The International Monetary Fund (IMF) had very laudatory words for the Philippine economy last Monday. Shanaka Jayanath Peiris, IMF resident representative, lauded our stronger-than-expected expansion in the third quarter of this year and so the IMF is set to upgrade its economic growth projection for the country, he said.

With its 7.1 percent Gross Domestic Production (GDP) growth in the third quarter (July, August, September), the Philippines was the fastest growing economy in the region. Its GDP growth was faster than China’s 6.7 percent, Vietnam’s 6.4 percent, Indonesia’s 5 percent, and Malaysia’s 4.3 percent. The growth was led by a recovery in the agriculture sector and continued strength of the private consumption and gross investment.

“We will most likely be revising our growth forecast for 2016 in the next round of world economic outlook revisions,” Peiris said.

On the same day, however, the Management Association of the Philippines (MAP) deplored that the Philippines continues to trail other members of the Association of Southeast Asian Nations (ASEAN) in Foreign Direct Investments (FDI). As of October, 2015, the Philippines had $5.724 billion in total FDI, behind Singapore with $61.284 billion; Indonesia, $16.916 billion; Vietnam, $11.8 billion; and Malaysia, $11.289 billion.

“We are so good at enticing foreign investors. We are so good at inviting them into our country,” MAP President Perry Pe said. “But the moment the foreign investors come here, we’re so good at frustrating them…. We put up so many restrictions along the way, so much red tape, that ease of doing business becomes zero.” The country offers many opportunities for foreign investments, he said, but existing restrictions and persistent corruption keeps many investors from coming.

We welcome the IMF assessment of Philippine economic progress but we should also be duly warned by the MAP criticism of the many government restrictions that discourage business enterprises, local or foreign – “whether it be from a Bureau of Internal Revenue perspective, from a Customs perspective, and even from a Securities and Exchange Commission perspective” – in the words of the MAP president.

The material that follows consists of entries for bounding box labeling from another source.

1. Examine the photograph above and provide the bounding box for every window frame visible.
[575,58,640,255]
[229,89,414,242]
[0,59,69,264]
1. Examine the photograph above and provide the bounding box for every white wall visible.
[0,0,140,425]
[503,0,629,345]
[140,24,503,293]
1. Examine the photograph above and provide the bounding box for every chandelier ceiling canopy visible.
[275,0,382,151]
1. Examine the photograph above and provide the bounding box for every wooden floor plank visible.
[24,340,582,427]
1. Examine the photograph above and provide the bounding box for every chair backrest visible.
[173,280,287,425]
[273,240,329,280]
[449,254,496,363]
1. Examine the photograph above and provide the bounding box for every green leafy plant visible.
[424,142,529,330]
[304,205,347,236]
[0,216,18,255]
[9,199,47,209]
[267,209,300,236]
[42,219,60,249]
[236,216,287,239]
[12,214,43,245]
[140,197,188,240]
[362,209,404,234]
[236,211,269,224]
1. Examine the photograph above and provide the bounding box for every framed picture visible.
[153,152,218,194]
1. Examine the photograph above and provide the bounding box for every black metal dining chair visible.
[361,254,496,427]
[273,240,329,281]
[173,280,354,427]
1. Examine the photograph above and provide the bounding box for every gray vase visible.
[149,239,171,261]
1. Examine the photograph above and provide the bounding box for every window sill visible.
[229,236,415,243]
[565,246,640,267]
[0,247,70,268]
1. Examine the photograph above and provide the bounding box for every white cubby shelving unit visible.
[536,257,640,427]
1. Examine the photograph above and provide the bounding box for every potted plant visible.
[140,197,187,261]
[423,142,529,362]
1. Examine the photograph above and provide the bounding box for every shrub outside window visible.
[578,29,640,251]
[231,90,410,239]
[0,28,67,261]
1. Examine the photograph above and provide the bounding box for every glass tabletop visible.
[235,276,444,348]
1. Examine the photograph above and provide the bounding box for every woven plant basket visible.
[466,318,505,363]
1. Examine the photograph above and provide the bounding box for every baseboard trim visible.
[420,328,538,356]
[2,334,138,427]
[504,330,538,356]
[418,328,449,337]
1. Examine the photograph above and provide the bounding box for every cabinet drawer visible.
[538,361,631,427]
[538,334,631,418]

The new Duterte administration is leading a move for Constitutional change to remove or amend certain provisions that now make the Philippines less attractive to foreign investors than our ASEAN neighbors. But there are many other provisions of law and restrictive practices in many government offices that can be eased or eliminated, even without Charter change, to help push national development forward at a faster pace.